The report indicated that companies in the United Kingdom pay their chief executives higher base salaries on average. The total direct pay might have been lower because, all of the U.K. companies surveyed had performance-based share plans. Less than half of those firms have stock option plans, and less than a quarter have matching bonus plans, according to the Hay Group.

Median total cash for European CEOs was about €3.3 million with total direct annual pay (total cash plus the fair value at the award date of any long-term incentive bonuses) averaging about €5 million.

German companies paid the highest bonuses in Europe, with a median payment of 185 percent of salary. U.K. firms were in second with a median bonus payment of 160 percent of salary. By comparison, the median U.S. executive receives bonuses of 300 percent of his or her base pay, the survey noted.
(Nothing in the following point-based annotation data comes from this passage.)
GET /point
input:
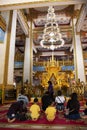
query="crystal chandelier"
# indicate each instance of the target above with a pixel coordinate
(52, 37)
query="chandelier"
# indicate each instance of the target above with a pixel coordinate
(52, 37)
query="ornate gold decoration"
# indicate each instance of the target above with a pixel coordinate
(54, 73)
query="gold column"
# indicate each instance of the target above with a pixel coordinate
(74, 49)
(31, 52)
(7, 49)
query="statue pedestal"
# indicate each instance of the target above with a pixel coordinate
(32, 99)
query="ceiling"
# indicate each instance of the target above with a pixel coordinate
(64, 16)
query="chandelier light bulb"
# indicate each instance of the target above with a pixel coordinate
(51, 32)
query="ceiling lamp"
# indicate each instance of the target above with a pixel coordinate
(52, 37)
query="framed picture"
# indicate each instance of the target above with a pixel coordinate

Seventeen European companies reported using deferred bonuses to compensate their CEOs--by which the executives’ bonus payments are held for a period then paid, most commonly in the form of shares. Two companies in the survey--both German--use deferred cash bonus plans, but none of the other European firms do.

The Netherlands had the lowest rates of total CEO compensation. However, the CEO of a Dutch company, Jeroen van der Veer of Royal Dutch Shell, received the fourth-highest total direct compensation of any European chief executive, the report notes. Arun Sarin of U.K.-based Vodafone Group had the highest, followed by executives at GlaxoSmithKline and BP, also based in the U.K.

Dutch investor advocates have warned domestic companies against upward-spiraling CEO pay. In November, the Dutch institutional investor association, Eumedion, sent a letter to the 75 largest companies in the Netherlands urging them to use U.S. companies cautiously in their pay-benchmarking peer groups.

According to the survey, the median total direct CEO compensation at the largest 50 U.S. companies by market capitalization is around €13 million (about $19.4 million). The highest-paid American CEO in the survey (Ed Whitacre Jr. of AT&T) had a total direct compensation in 2006 of about €7.3 million above Sarin, the highest-paid European CEO.